The upside to having two cuts is that it allows players near the back of the pack to have a hot round and move up the leader board. By Sunday, the players in the back end of the field are not going to make that big a jump financially -- and most players in that position, as the injured Ted Tryba told me this past weekend during our Golf Channel show, would rather get the day off to regroup for the next week's tournament.

The downside to having two cuts is that it still slows down Saturday play and in the case of a third-round weather delay -- use the Memorial Tournament as an example -- the two cuts will create even more disruption on the weekend, especially if you have a situation the completion of Saturday's round doesn't happen until Sunday morning.

Finchem had the numbers to back this up in an interview he did on Golf Channel, citing an average of 12 times a year when the players who survived the cut totaled in the mid-eighties, and it took five hours and 20 minutes to complete a round. What sent this to the Policy Board for a vote last November was that it happened twice late in the Fall Series.

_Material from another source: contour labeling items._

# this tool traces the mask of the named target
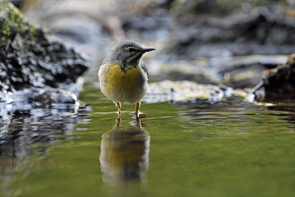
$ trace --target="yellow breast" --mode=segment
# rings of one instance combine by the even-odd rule
[[[116,102],[135,103],[140,101],[147,91],[147,79],[139,66],[126,72],[118,65],[109,65],[103,74],[104,85],[101,91],[108,98]]]

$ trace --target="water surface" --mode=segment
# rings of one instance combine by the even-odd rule
[[[95,86],[81,99],[90,107],[63,116],[49,139],[1,141],[1,196],[295,195],[290,110],[237,98],[143,103],[136,121],[123,104],[120,122]]]

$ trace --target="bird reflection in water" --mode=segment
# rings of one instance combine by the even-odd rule
[[[148,132],[143,128],[144,121],[124,124],[122,126],[120,119],[117,119],[114,128],[102,136],[101,169],[103,181],[109,185],[143,182],[148,176]]]

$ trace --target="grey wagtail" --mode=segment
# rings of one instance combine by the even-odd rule
[[[119,118],[121,102],[135,103],[135,115],[139,117],[140,102],[148,92],[148,78],[146,65],[140,59],[145,53],[154,50],[126,40],[103,60],[98,71],[99,86],[103,94],[115,103]]]

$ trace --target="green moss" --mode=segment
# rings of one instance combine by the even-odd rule
[[[7,13],[7,17],[2,17],[0,20],[1,41],[7,41],[10,39],[10,35],[17,33],[27,40],[37,40],[35,36],[36,26],[28,23],[17,7],[3,1],[0,1],[0,7],[4,13]],[[11,38],[14,40],[16,39]]]

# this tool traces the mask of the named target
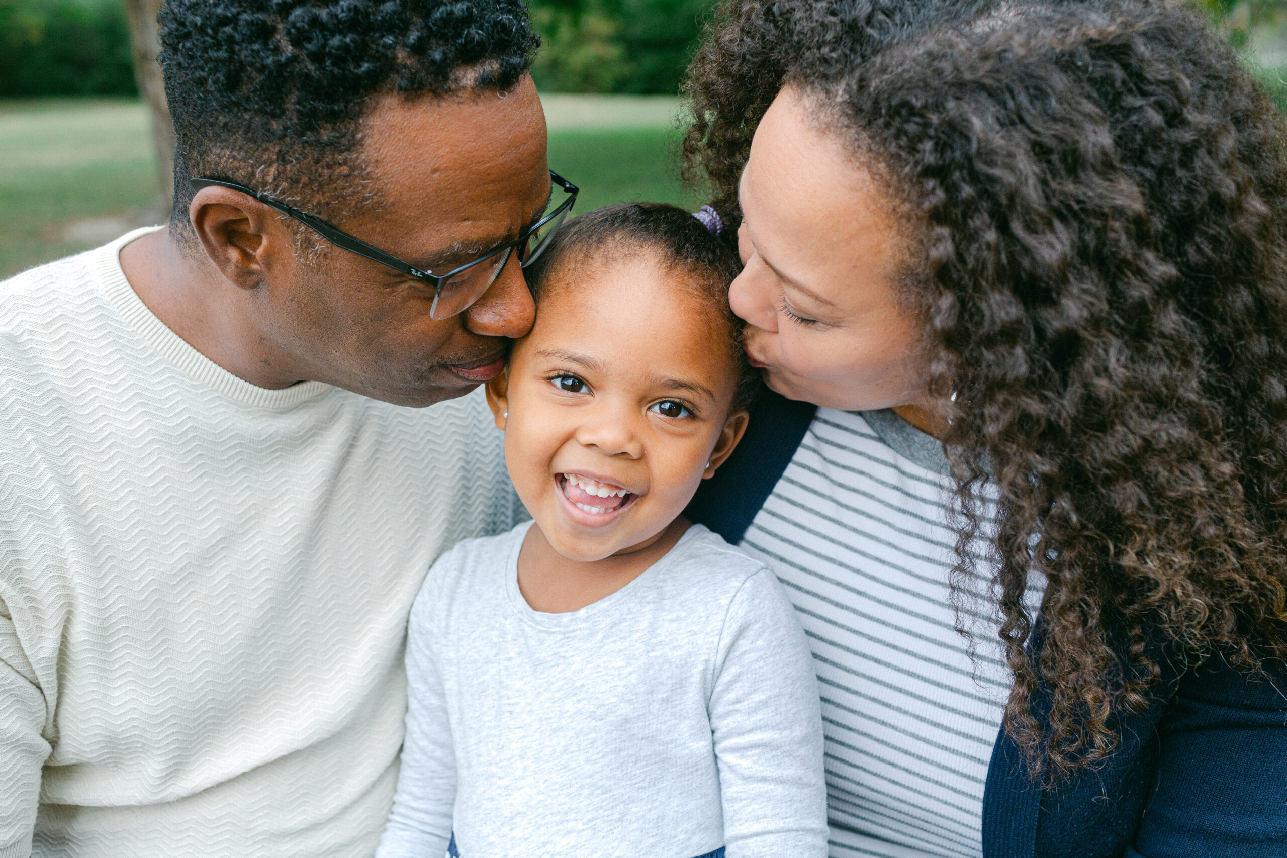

"It's not the way we want to present the product," Finchem said.

As Finchem pointed out, the heart of the issue is not solely slow play. It's competitive balance. Fields are so bunched now, that when more than 78 players make the cut, there are issues in the flow of a tournament. Just do the math. There's a two-tee start, all in threesomes, with a backup at the turn -- even with good weather.

As for the player who matters most, you can see why Tiger Woods would not want to see the rule changed back. Since he's regularly in one of the last three groups on the weekend, he's one of the guys caught waiting on tee boxes. And it's not fair to the golf viewer when the network signs off for contractual reasons, sometimes with the leader on the course. But what is fair to a guy like Jay Williamson, who was only four strokes out of the top-10 when he was sent home early at the Buick Invitational?